I would argue that there is still a lot of underwater debt that has yet to be digested in the oil and gas industry globally. There are going to be more shut downs, more sell offs, and for the lender, more write offs - with the lower-quality junk bond market leading the way. For the banks, this will mean less lending to good companies to get operations rolling, setting the stage for a sharp price rebound when the turn does finally occur. And this ignores OPEC, the principle actors of which seem preoccupied with playing political chess games with one another.
So while the pain is not yet over, we are already seeing American producers taking steps to correct the oversupply problem.
For examples of how quickly American producers have responded, look no further than the falling rig count. They’re down about 75% since late 2014.
As the American system attempts to rebalance, all eyes have been on the OPEC member states. They’ve been unable to gain consensus, and despite what CNN may say, I think the group may now be less impactful than they are perceived.
In general, OPEC member countries are nearly all facing heavy production decline rates. Many of them, (referencing the debt chart above) have taken on more debt than they had in 2006, so they are facing the same balance sheet pressure as many American companies. However, these are countries for which the national income is largely dependent on revenue from oil. The lower prices mean they are getting squeezed at the margin, and many of them are trying to make it up on volume. As in, reducing production may not even be an option.
In short, there are at least three facets to consider in the current oil market.
1) North American inventory levels remain high following several years of unprecedented investment in development of American oil and gas fields. However the production rates are slowing, and a collapse in the rig utilization count shows production may be slow to re-start in the near future.
2) OPEC’s continual threats to slow production in order to boost global prices are a moot point. These countries are dependent on income from oil and are not able to boost production appreciably in the mid-term anyway.
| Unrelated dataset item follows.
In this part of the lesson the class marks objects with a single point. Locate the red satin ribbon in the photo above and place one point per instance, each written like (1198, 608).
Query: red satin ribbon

Most of these countries have taken on higher debt loads themselves and are struggling to service them, so a slowdown may not be achievable either.
3) American oil and gas companies are also grappling with their own high debt loads. We expect more write offs to occur in 2016 as the lenders seek to revalue their outstanding credit to struggling oil and gas producers.
Bear markets are the authors of bull markets and I believe the shakeout in the industry is still not entirely over.
But will prices remain low forever? Doubtful.
Nobody cared about precious metal markets just six months ago and look where we are today in that space. A day will come again where investors start clamoring for energy stocks.